Mi amigo y yo íbamos hablando de la esclavitud de esas mujeres, de la gran condena que pesa sobre ellas, ojos noctámbulos, olores que gritan, llantos sin lágrimas, sonrisas llorosas.
Las africanas se abalanzan sobre los coches, quienes las mantienen allí las han robado su alma por mediación de ritos vudús y la magia negra muy utilizada y con una gran superstición en sus países de origen, deben obedecer porque de lo contrario les caería una maldición a ellas o a sus familias, de esta manera caían fulminadas hacia los coches mostrando sus culos y sus pechos y cuando eran rechazadas, esgrimían todo tipo de gritos e insultos.
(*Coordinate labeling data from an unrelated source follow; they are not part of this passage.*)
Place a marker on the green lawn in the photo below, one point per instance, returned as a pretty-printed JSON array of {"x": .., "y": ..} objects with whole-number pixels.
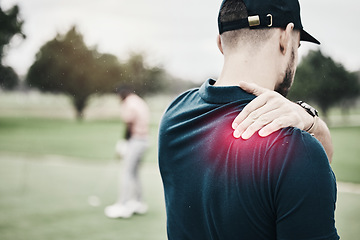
[
  {"x": 46, "y": 198},
  {"x": 50, "y": 164}
]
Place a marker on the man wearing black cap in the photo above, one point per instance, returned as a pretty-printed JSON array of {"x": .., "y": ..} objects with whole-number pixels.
[{"x": 220, "y": 186}]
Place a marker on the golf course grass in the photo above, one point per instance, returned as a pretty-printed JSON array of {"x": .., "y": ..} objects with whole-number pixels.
[{"x": 50, "y": 166}]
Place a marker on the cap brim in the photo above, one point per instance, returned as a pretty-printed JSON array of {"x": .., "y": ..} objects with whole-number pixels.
[{"x": 304, "y": 36}]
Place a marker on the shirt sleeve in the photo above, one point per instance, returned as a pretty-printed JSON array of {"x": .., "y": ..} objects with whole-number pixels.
[{"x": 304, "y": 189}]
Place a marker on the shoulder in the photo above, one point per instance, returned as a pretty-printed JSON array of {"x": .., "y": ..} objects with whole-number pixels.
[{"x": 184, "y": 97}]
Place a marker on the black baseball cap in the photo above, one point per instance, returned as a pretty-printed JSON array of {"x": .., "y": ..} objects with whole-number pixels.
[{"x": 266, "y": 14}]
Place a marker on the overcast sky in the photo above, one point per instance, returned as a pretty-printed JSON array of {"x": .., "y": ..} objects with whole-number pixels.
[{"x": 180, "y": 35}]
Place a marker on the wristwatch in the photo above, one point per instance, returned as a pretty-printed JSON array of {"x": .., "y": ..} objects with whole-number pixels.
[{"x": 312, "y": 111}]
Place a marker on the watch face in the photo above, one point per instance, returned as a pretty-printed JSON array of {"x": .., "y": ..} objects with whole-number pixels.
[{"x": 312, "y": 111}]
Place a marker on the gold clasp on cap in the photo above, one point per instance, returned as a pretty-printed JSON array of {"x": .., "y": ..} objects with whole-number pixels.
[
  {"x": 254, "y": 21},
  {"x": 269, "y": 16}
]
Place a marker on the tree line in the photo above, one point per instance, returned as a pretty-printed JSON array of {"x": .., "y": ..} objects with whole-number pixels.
[{"x": 67, "y": 65}]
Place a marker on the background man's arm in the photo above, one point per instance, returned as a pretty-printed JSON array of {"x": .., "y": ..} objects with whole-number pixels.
[{"x": 270, "y": 111}]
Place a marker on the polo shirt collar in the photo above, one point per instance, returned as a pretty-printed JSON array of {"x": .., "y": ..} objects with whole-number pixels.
[{"x": 223, "y": 94}]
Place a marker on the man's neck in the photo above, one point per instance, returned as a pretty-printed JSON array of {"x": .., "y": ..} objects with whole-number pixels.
[{"x": 260, "y": 69}]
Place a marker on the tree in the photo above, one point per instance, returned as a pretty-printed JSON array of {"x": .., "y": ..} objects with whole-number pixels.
[
  {"x": 10, "y": 25},
  {"x": 8, "y": 78},
  {"x": 142, "y": 78},
  {"x": 65, "y": 64},
  {"x": 319, "y": 79}
]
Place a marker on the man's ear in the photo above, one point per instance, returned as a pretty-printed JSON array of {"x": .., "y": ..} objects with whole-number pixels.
[
  {"x": 285, "y": 38},
  {"x": 219, "y": 43}
]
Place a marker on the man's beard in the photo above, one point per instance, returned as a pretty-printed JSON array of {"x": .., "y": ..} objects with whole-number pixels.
[{"x": 284, "y": 87}]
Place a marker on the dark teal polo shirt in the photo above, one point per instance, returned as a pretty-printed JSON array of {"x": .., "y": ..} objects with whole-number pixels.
[{"x": 219, "y": 187}]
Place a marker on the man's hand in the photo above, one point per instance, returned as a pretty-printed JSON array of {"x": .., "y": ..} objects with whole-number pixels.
[{"x": 268, "y": 112}]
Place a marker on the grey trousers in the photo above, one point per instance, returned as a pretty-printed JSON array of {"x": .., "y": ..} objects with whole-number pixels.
[{"x": 130, "y": 186}]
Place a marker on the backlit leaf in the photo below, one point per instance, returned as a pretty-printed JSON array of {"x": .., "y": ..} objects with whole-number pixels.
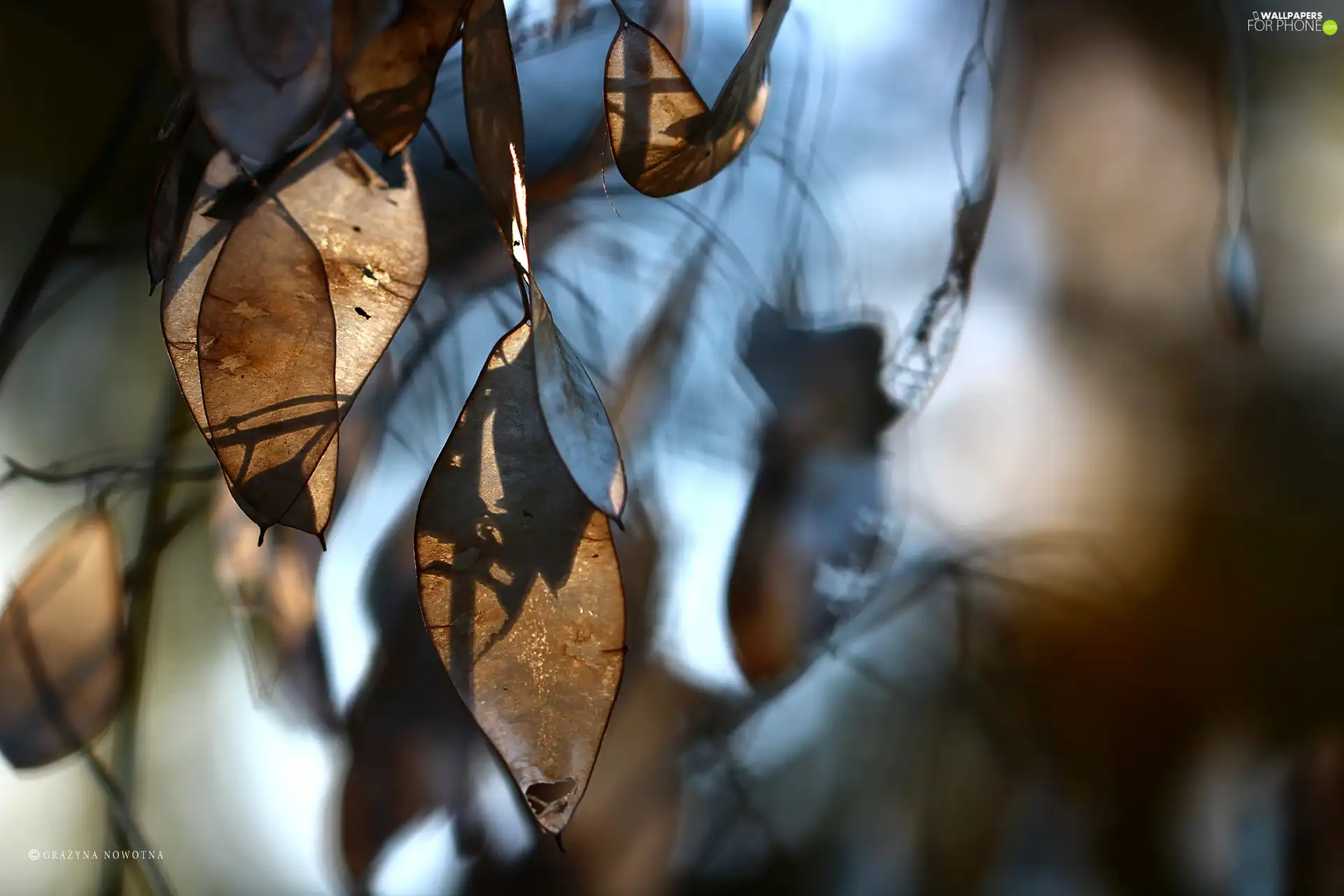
[
  {"x": 493, "y": 113},
  {"x": 371, "y": 237},
  {"x": 574, "y": 415},
  {"x": 267, "y": 340},
  {"x": 664, "y": 137},
  {"x": 391, "y": 85},
  {"x": 61, "y": 641},
  {"x": 280, "y": 36},
  {"x": 521, "y": 587}
]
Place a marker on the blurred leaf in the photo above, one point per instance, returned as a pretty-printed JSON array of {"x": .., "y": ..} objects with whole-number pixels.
[
  {"x": 246, "y": 111},
  {"x": 273, "y": 589},
  {"x": 664, "y": 137},
  {"x": 1240, "y": 282},
  {"x": 521, "y": 587},
  {"x": 374, "y": 250},
  {"x": 267, "y": 342},
  {"x": 391, "y": 83},
  {"x": 61, "y": 641},
  {"x": 815, "y": 489},
  {"x": 574, "y": 414},
  {"x": 280, "y": 36}
]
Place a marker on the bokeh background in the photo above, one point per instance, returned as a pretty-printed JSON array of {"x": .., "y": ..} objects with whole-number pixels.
[{"x": 1094, "y": 638}]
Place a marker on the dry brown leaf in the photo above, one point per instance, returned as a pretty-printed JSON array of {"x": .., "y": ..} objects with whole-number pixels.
[
  {"x": 268, "y": 382},
  {"x": 391, "y": 83},
  {"x": 167, "y": 216},
  {"x": 573, "y": 410},
  {"x": 521, "y": 587},
  {"x": 372, "y": 241},
  {"x": 61, "y": 641},
  {"x": 664, "y": 137},
  {"x": 280, "y": 36}
]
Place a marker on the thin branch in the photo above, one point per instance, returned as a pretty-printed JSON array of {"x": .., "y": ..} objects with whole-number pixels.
[
  {"x": 118, "y": 473},
  {"x": 118, "y": 805},
  {"x": 55, "y": 242}
]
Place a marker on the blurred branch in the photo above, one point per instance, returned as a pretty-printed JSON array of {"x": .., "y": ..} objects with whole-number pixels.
[
  {"x": 156, "y": 533},
  {"x": 926, "y": 347},
  {"x": 118, "y": 805},
  {"x": 55, "y": 242},
  {"x": 55, "y": 475}
]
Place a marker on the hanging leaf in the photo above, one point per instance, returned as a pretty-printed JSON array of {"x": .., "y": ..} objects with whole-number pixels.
[
  {"x": 573, "y": 412},
  {"x": 521, "y": 587},
  {"x": 267, "y": 340},
  {"x": 391, "y": 83},
  {"x": 61, "y": 641},
  {"x": 280, "y": 36},
  {"x": 664, "y": 137},
  {"x": 372, "y": 241},
  {"x": 167, "y": 214},
  {"x": 244, "y": 106},
  {"x": 670, "y": 23}
]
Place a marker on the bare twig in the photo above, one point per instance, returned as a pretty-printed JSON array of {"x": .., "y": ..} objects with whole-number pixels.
[
  {"x": 118, "y": 805},
  {"x": 156, "y": 532},
  {"x": 55, "y": 242},
  {"x": 132, "y": 473}
]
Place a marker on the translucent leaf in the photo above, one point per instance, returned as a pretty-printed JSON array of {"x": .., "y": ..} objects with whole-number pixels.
[
  {"x": 493, "y": 113},
  {"x": 246, "y": 111},
  {"x": 664, "y": 137},
  {"x": 267, "y": 340},
  {"x": 280, "y": 36},
  {"x": 521, "y": 587},
  {"x": 61, "y": 641},
  {"x": 371, "y": 237},
  {"x": 391, "y": 83}
]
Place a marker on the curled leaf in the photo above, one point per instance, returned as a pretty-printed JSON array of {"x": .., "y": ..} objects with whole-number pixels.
[
  {"x": 391, "y": 83},
  {"x": 574, "y": 414},
  {"x": 61, "y": 641},
  {"x": 521, "y": 587},
  {"x": 493, "y": 113},
  {"x": 280, "y": 36},
  {"x": 267, "y": 340},
  {"x": 664, "y": 137}
]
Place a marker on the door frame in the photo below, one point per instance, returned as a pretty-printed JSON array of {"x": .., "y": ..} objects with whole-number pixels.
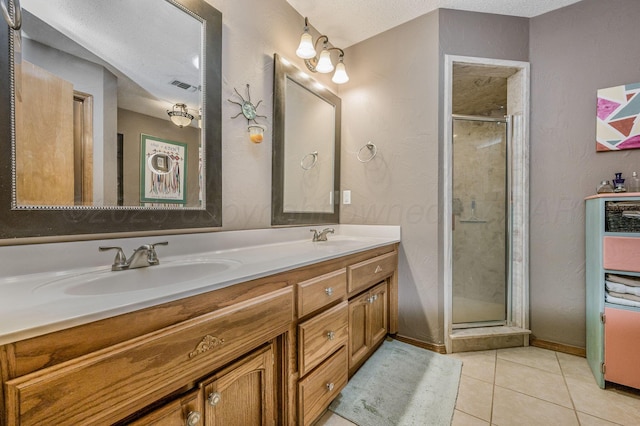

En lugares oscuros había coches, y tanto mi amigo y yo solíamos decir a la vez susurrando, mira los que custodian las chicas, los detectábamos a la vez, no era difícil, nadie entraba al coche y seguía siempre allí, estaba claro de quien se trataba, entonces mi amigo me dijo, mira hacia la izquierda con sigilo, y dime si ves y piensas lo que yo ¡¡¡Hostias!!! Dije, lo sabía claro, pero no con tantas pruebas delante de mis ojos, dos furgonetas estaban paradas y mujeres saliendo de ellas, mujeres con ropas cortas y alguna salía con los pechos descubiertos, en total entre las dos furgonetas salieron más o menos 25 ó 30. Las había con la típica chaqueta pequeña o torera, botas con plataformas, bragas baratas, pechos recargados y tetas chillonas. Todo el vestuario las hacia parecer más flacas y zancudas. Mientras, los hombres de las furgonetas con acento extranjero se marcharon, como sabiendo perfectamente lo que hacían, y sabiendo que las chicas tenían que recaudar un dinero fijo cada día y noche, si no las familias de éstas sufrirían las consecuencias y las primeras serían ella mismas.
Seguimos por nuestro camino y una de ellas nos propuso que lo hiciéramos en un banco o al lado de un árbol, la dijimos que no nos gustaba hacerlo en una situación tan de desamparo, con una sonrisa que hizo que ella también se riera. Mi amigo llevaba un termo con café y se lo ofreció, lo tomó con gusto y nos dió las gracias, y sin poder contenerme la dije que por qué no se iba de allí, que nosotros nos ocuparíamos de todo. Nos miró con ojos de incrédula y a su vez de pena, de esa tristeza que tiñe el alba del Lago de la Casa de Campo al amanecer de Madrid. Nos dijo que estábamos locos y que siguiéramos nuestro camino. La dije: mañana vuelvo en coche por aquí y te lo explicaré todo. De cómo se puede actuar y cual sería el plan , dije, y si no, pues me lo hago contigo en plan novios. La saqué una sonrisa de verdad y nos distanciamos.
A unos cien metros, un coche con las luces apagadas se paró a nuestro lado, mi amigo se dedica a la seguridad y entrena todos los días artes marciales y tiro con armas de fuego y yo soy lo que soy, un nómada errante que camina por el lugar correcto. Entonces nos pusimos en guardia y con la adrenalina por los aires, sabíamos como actuaríamos nosotros, pero no ellos y eso era un handicap. El caso es que bajó la ventanilla del coche, y nos dijo un tipo rudo, con el pelo moreno y un reloj de los caros, estáis espantándome a la clientela, si no os vais a tomar por culo, me voy a enfadar.
La manera tan violenta con que nos lo había dicho, nos enervó los nervios y pensamos en hacer una emboscada, tenía el mismo miedo que la misma sed de un ser maligno que no dejaría ni un diente a salvo de ese ser, pues conocía el camino y si llegaba hasta un paraje…Me dijo mi amigo: para que ya te veo, quieres ser otra vez un Quijote y dar una lección al mundo. Se rió mirando mis ojos llenos de rabia, conocía esa mirada y le hacia gracia. Venga vayamos a casa y mañana quedamos para ir a comprar el aparato deportivo que te dije.
Montamos en la estación Casa de Campo, y mi silencio hasta mi casa era un grito de rabia y de la TRISTEZA DE MADRID.